Defende a agravante que a decisão recorrida é nula, por violação do disposto nas als. b), c) e d) do artº 668 do CPC – diploma ao qual nos referiremos sempre que doravante mencionemos somente o normativo sem a indicação da sua fonte.
O artº 668 configura, nas diversas alíneas do seu nº 1, várias situações que podem levar à nulidade da sentença (embora no bom rigor jurídico - e como bem salienta o prof. Lebre de Freitas, in “Código de Processo Civil Anotado, Coimbra Ed., 2ª vol. pág. 669” – se tratem mais de causas de anulabilidade - da decisão viciada - do que de nulidade da mesma).
Normativo esse que, como é sabido, é aplicável aos próprios despachos, por força do disposto no nº 3 do artº 666.
Vejamos então se o despacho recorrido enferma de alguma daquelas causas de nulidade de que agravante lhe aponta.
3.1.1 Da nulidade do despacho, por violação do disposto na al. b) do nº 1 do artº 668.
Preceitua este normativo que “é nula a sentença quando não especifique os fundamentos de facto e direito que justifiquem a decisão”.
Vem sendo dominantemente entendido pela jurisprudência dos nossos tribunais superiores que esse vício só ocorre quando houver falta absoluta ou total de fundamentos ou de motivação (de facto ou de direito em que assenta a decisão), e já não quando essa fundamentação ou motivação for deficiente, insuficiente, medíocre ou até errada.

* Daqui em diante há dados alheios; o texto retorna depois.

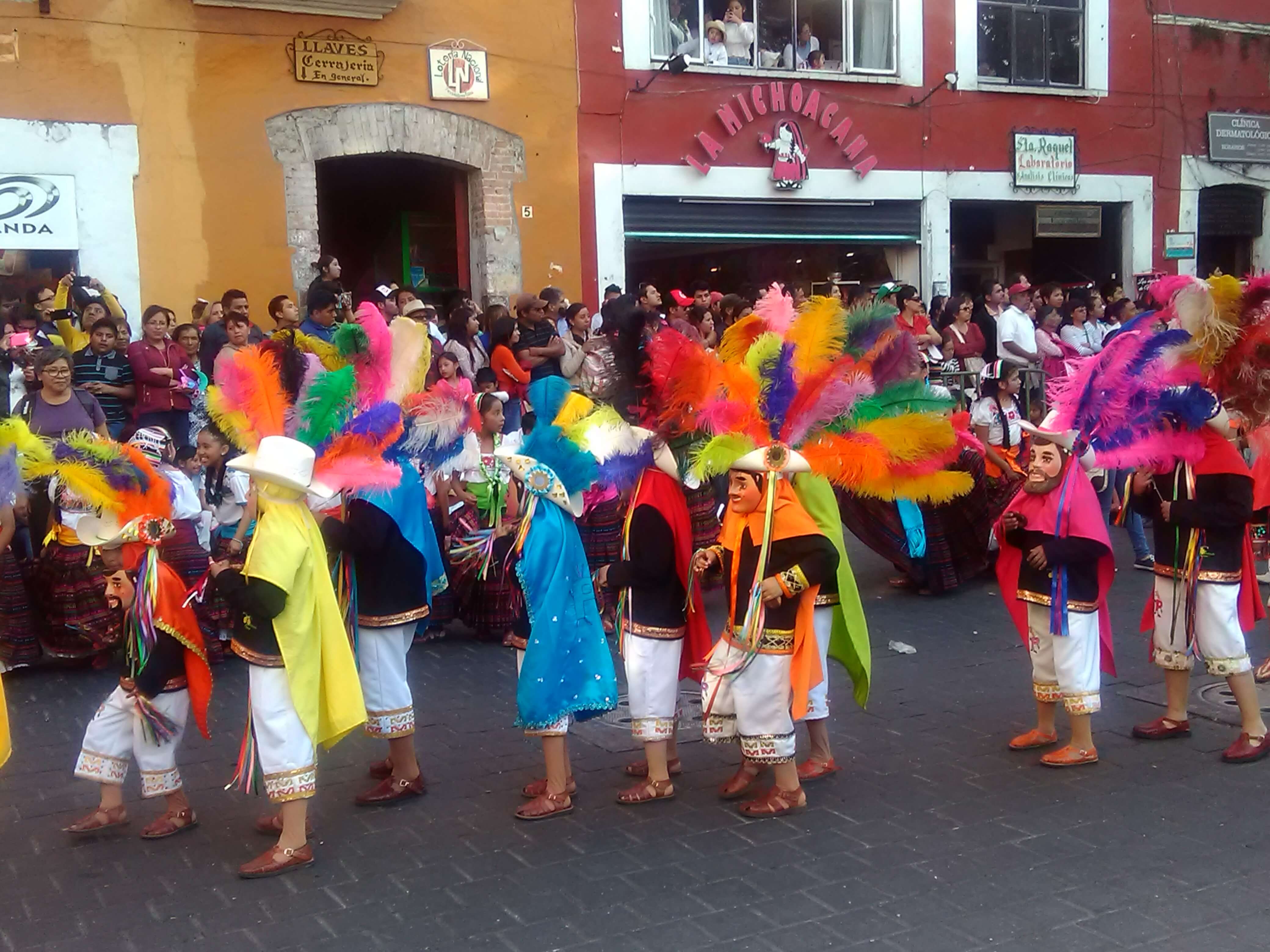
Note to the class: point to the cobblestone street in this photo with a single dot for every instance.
(934, 838)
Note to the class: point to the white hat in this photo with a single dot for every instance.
(285, 463)
(542, 480)
(776, 457)
(662, 455)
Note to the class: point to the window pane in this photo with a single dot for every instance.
(873, 35)
(820, 31)
(775, 32)
(1066, 49)
(1029, 48)
(676, 28)
(738, 28)
(996, 38)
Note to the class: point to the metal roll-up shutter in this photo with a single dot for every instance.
(676, 219)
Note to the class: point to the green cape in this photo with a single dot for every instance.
(849, 644)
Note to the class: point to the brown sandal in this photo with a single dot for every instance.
(171, 824)
(639, 768)
(536, 789)
(775, 803)
(647, 792)
(545, 806)
(101, 819)
(740, 784)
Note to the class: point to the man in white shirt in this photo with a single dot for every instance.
(1017, 334)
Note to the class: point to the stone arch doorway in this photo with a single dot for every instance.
(495, 159)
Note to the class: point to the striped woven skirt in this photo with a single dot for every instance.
(20, 643)
(70, 597)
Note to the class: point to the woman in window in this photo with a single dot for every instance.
(738, 35)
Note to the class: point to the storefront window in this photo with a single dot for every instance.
(829, 36)
(1032, 42)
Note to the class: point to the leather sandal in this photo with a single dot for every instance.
(774, 803)
(101, 819)
(816, 770)
(639, 768)
(1071, 756)
(536, 789)
(171, 824)
(740, 784)
(277, 861)
(1036, 738)
(545, 808)
(647, 792)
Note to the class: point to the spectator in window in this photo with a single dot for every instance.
(963, 341)
(1079, 332)
(285, 314)
(797, 54)
(164, 377)
(107, 375)
(540, 348)
(1017, 334)
(914, 320)
(463, 341)
(58, 407)
(321, 322)
(738, 35)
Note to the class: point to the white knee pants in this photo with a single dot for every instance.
(1066, 667)
(751, 708)
(652, 685)
(116, 732)
(382, 667)
(1218, 635)
(282, 743)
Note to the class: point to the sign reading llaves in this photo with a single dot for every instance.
(37, 212)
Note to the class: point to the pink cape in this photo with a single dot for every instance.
(1081, 518)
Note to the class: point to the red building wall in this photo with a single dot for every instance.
(1164, 81)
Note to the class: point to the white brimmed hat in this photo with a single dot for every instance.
(542, 480)
(285, 463)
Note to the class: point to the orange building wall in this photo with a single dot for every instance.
(200, 83)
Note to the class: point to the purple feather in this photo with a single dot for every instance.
(624, 471)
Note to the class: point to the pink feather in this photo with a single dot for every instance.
(776, 309)
(375, 370)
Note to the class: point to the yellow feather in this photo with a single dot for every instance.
(818, 334)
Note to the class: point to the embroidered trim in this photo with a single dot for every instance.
(284, 788)
(388, 725)
(388, 621)
(158, 784)
(102, 768)
(1072, 605)
(256, 658)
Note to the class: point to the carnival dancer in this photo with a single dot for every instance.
(665, 635)
(167, 678)
(1056, 569)
(566, 671)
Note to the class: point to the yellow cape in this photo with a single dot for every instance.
(289, 551)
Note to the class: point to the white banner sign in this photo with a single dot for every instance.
(38, 212)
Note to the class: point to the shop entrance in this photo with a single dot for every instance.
(395, 219)
(1065, 243)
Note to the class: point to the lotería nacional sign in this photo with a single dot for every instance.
(458, 69)
(336, 56)
(37, 212)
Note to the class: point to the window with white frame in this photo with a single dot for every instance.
(832, 36)
(1032, 42)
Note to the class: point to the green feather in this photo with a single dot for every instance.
(327, 406)
(351, 339)
(719, 454)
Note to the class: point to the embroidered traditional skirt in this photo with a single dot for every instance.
(20, 643)
(69, 594)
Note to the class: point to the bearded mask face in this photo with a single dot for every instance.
(1046, 467)
(120, 591)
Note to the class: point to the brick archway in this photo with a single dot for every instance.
(495, 158)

Essa fundamentação porventura deficiente, incompleta ou até errada poderá afectar o valor doutrinal da sentença, sujeitando-a ao risco de ser revogada ou alterada em recurso, mas nunca poderá, assim, determinar a sua nulidade. (Neste sentido vidé, entre outros, Ac. STJ de 19/03/02, in “Rev. Nº 537/02-2ª sec., Sumários, 03/02”; Ac. RC de 16/5/2000 in “www.dgsi.pt/jtrc”; Ac. STJ de 13/01/00, in “Sumários, 37-34”; Ac. RLx de 01/07/99, in “BMJ 489-396”; Ac. STJ de 22/01/98, in “BMJ 473-427”; Ac. STJ de 06/06/89, in “BMJ 388-580”; Ac. STJ de 15/11/85, in “Rec. nº 1214, Acord. Doutrin., 293-640”; Ac. STJ de 05/01/84, in “BMJ 333-98”; Ac. STJ de 13/10/82, in “BMJ 320-361”; Ac. RP de 08/07/82, in “BMJ 319-343”; Ac. RC de 14/11/80, in “BMJ 303-279”; e Ac. RLx de 10/03/80, in “BMJ 300-438”).
Ora, posto isto, calcorreando o despacho recorrido não se vislumbra, antes pelo contrário, que a mesma enferme, no caso em apreço, de absoluta falta de fundamentação. Na verdade, o referida despacho encontra-se devidamente fundamentado, quer em termos de facto, quer mesmo em termos de direito. Ou seja, o srº juiz a quo enunciou, de forma suficiente e clara, as razões de facto e de direito (com a indicação e análise das respectivas normas jurídicas) que, pelo menos no seu entender, justificaram que a oposição à execução deduzida pela executada não pudesse ser recebida e que levaram ao seu indeferimento liminar.
É, assim, patente que o despacho recorrido não padece de tal causa de nulidade.
3.1.2 Da nulidade do despacho, por violação do disposto na al. c) do nº 1 do artº 668.
Preceitua este normativo que “é nula a sentença quando os fundamentos estejam em oposição com a decisão”.
Como é sabido, só ocorrerá esta causa de nulidade quando a construção da sentença (neste caso entenda-se despacho) é viciosa, isto é, quando «os fundamentos invocados pelo juiz conduziriam logicamente não ao resultado expresso na decisão mas a resultado oposto” (cfr. Prof. Alb. dos Reis in “Código de Processo Civil Anotado, vol. V, pág. 141”). Ou melhor, quando das premissas de facto e de direito que o julgador teve por apuradas, ele haja extraído uma oposta àquela que logicamente deveria ter extraído (vidé ainda, entre outros, Ac. do STJ de 02/10/2003, in “Rec. Rev. nº 2585/03 – 2ª sec.”).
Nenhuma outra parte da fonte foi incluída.